Week Ending February 21, 2017

2/18

Task

Check Logs

Results

Checked Logs

Plan

Install Scipy and Numpy on Idefix

Concerns

None

2/19

Task

Check Logs

Results

Checked Logs

Plan

Install Scipy and Numpy on Idefix

Concerns

None

2/20

Task

Install Scipy and Numpy on Idefix.

Results

Found the versions of scipy and numpy to use with the version of python (2.6.6) that exists on Idefix. Given that we do not want packages other than scipy and numpy, I have elected not to use a package manager and will instead build scipy and numpy from source if possible. Once I downloaded the packages I need, I then transfered them onto idefix via flash drive. One thing I noted was that the flash drive actually had to be manually mounted to idefix before I could copy the contents(guess I have been spoiled by personal computers).

Plan

Now that the files are on Idefix, I will not have to physically travel to UNHm tommorow to complete the installation. But that is the plan. I will also ask Greg if I can copy some files from Caesar to Idefix in an attempt to get his decode working.

Concerns

I hope that the source compiles without issue. It will make the tools group's job much easier in the future.

2/21

Task

Install Scipy and Numpy on Idefix.

Results

Scipy and Numpy will not compile from source on idefix without the installation of several programs which are not needed. So we have 3 options. Option 1.) Compile Scipy and Numpy somewhere else, and then push the compiled scipy and numpy to idefix. Option 2.) Install Scipy and Numpy via their python wheels. We would have to compile wheel from source or update python to do this, so either way we get the drawbacks of option 1 or option 3. Option 3.) Install Scipy and Numpy via a distribution like Anaconda. This would be the easiest option for us (the modeling group), but the tools group might hate us if we pick this option. I will discuss with the group so that we can reach a consensus.

Plan

Meet in class, review objectives. I imagine that Greg's difficulties with decodes on Idefix will be the top priority.

Concerns

I will be honest, I probably could have done more this week. But I can't say I have made no progress.

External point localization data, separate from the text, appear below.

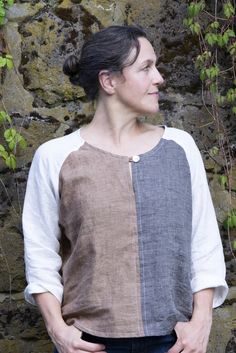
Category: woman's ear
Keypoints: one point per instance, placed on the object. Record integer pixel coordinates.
(107, 81)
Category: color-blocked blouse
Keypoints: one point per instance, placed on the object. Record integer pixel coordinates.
(122, 252)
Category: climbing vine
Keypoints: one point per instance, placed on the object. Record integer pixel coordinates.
(215, 28)
(12, 139)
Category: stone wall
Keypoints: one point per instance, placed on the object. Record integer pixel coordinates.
(44, 104)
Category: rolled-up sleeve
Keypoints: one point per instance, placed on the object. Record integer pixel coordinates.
(41, 230)
(208, 265)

Week Ending February 28, 2017

2/22

Task

Fix idefix so we can actually run experiments on it. In our meeting, attempting to build the language model resulted in an error that was not replicated on Caesar.

Results

The error was caused by broken symlinks on idefix. The symlinks were broken because we used scp to copy mnt/main/local to idefix. scp breaks symlinks. rsync doesn't break symlinks. I deleted idefix's copy of usr/local and used rsync to grab a new copy from caesar. Doing so fixed (or to be more accurate, preserved) the symlinks. The language model was build without issue after that.

Plan

That should allow us to run experiments on idefix. Next step is Unseen decodes.

Concerns

None at this time.

2/27

Task

install python 2.7 on idefix so we could get numpy and scipy, so we can do LDA.

Results

First I attempted to install numpy and scipy on python 2.6 using pip. That failed claiming python needed to be greater than 2.7. Then I tried installing older versions of numpy. That failed claiming I needed development versions of python to build numpy.

Given that installing a new version of python was inevitable, I then attempted to search the centos repositories (I configured red-hat to check the centos repositories) for compiled versions of python 2.7. No dice there either. So I attempted to build it from source following the tutorial written here. (and in the process I installed gcc). https://www.digitalocean.com/community/tutorials/how-to-set-up-python-2-7-6-and-3-3-3-on-centos-6-4

The long and short of it was that I found that many of the requirements needed to build python didn't exist in the centos repositories. Of course getting them manually may have been possible, but that was not the route I ended up taking. I sincerely doubt that would have been the last of my problems had I continued down that road.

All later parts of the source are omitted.